# Ghost story/sightings



## Rapide561 (Oct 1, 2005)

Hi

There seems to have been a bit of interest in the ghost hunting meet, so prior to firming anything up, can I ask if anyone - whether or not you are interested in ghost hunting, has experienced anything ghostly that you are willing to share. 

I stayed at a haunted hotel in the West Mids - nothing. 

Ghost walk in Devon - nothing.

Scania coach - M reg - belived haunted - nothing, but many drivers refused to drive the vehicle. Further more, it was de registerd and later re registered. The number plate was transferred to another. 

Railway Station (don't want to name it) - things happened but I rationally explained all of them except a bottle that "jumped" out of a litter bin. 

The thing with a ghost meet, in my opinion, is that we might not see anything or feel anything, but I am interested if other people have had any funny business. 

I know this is in the wrong place as a motorhome trip, but potentially it is. 

Russell


----------



## boggy (Sep 24, 2007)

My story/experience:

Going back about 25 years, we moved to an old bungalow, I was doing a lot of renovation, large extension, replacement windows, central heating etc. 

One night we were both sleeping, I was awaken by the sound of breaking glass, my first thought was that someone was trying to break into the new extension being finished, this was just down the hall from our bedroom. 

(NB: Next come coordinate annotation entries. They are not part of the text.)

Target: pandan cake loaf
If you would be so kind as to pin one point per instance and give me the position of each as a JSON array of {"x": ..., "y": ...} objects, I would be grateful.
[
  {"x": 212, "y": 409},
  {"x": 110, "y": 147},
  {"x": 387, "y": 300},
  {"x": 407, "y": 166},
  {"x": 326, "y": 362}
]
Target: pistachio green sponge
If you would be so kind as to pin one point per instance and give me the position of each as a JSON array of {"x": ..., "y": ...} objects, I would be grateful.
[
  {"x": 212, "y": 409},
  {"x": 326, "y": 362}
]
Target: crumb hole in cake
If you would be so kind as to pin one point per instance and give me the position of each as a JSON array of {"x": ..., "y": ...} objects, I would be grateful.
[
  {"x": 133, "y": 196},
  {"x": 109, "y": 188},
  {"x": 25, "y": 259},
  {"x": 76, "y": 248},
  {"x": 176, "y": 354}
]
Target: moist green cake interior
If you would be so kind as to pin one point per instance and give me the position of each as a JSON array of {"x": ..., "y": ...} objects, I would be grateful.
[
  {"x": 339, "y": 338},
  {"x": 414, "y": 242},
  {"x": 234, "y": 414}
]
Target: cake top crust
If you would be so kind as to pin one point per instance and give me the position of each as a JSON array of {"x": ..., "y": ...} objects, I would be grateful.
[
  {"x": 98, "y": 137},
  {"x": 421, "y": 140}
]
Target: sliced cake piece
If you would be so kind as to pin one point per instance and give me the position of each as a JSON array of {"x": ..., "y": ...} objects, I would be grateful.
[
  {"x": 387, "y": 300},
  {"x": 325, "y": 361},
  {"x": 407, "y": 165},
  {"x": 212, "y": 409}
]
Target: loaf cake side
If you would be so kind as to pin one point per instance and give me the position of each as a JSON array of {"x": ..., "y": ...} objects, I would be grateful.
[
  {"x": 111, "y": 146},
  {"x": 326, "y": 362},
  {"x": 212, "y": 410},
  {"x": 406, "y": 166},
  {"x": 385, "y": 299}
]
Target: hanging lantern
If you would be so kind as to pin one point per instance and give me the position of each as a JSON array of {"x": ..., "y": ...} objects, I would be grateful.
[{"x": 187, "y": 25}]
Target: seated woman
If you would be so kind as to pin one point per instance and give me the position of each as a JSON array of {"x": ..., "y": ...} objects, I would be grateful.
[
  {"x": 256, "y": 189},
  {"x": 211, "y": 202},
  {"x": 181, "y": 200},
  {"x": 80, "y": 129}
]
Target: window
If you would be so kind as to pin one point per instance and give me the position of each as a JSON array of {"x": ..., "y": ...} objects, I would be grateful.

I walked down the hall into the extension no sign of broken glass, the front door was just to the side and for some reason I was compelled to open the door, about 20 ft away was a figure standing on the drive, it was dark, at the end of the drive we had a street light. I could see this figure plainly, just standing there with his body facing sideways and his face facing towards me. 

Could not describe any facial details, no words were exchanged and I did not feel threatened, the figure then just seamed to move away and disappear into the darkness.
I closed the door and went back to bed, the following morning I discussed this with my wife, she heard no sounds, our collie was not disturbed and there was no sign of any broken glass.

A few months later I was having a chat with one of my neighbours and was shocked to discover that some years earlier the owner of the bungalow next door had committed suicide by hanging himself. To this day when I tell this story it still sends shivers down my back

john


----------



## annetony (May 1, 2005)

We had ghostly footsteps in our house, it was about 2 in the morning and we heard the sound of someone running along the landing, so I jumped up thinking it was my youngest son but there was no one there, and all the kids were fast asleep, 8O we heard it again a couple of weeks later same, no one there, :? . We haven't seen anything but my Daughter (when she lived at home) said she saw a man and woman stood at the foot of her bed and when she described them to me it was my Grandma and Grandad, she even described his walking stick, (which had a brass knob on top) it had disappeared about 34 years ago, (she is 31), and she had not seen any pictures of them as we hadn't got any, things have gone quiet now and we haven't heard anything since. A bit disappointed about that.

Astley Hall in Chorley is definitely haunted, we spent the night there to raise money for the baby unit, there were footsteps going up and down stairs all night, and the excercise chair went off like someone had sat down on it hard, at that point I put my head under my pillow :lol: :lol: 

Anne


----------



## 88742 (May 9, 2005)

I 'sighted' Jacqui's purse once, but she told me I was imagining it ;-)

Ian


----------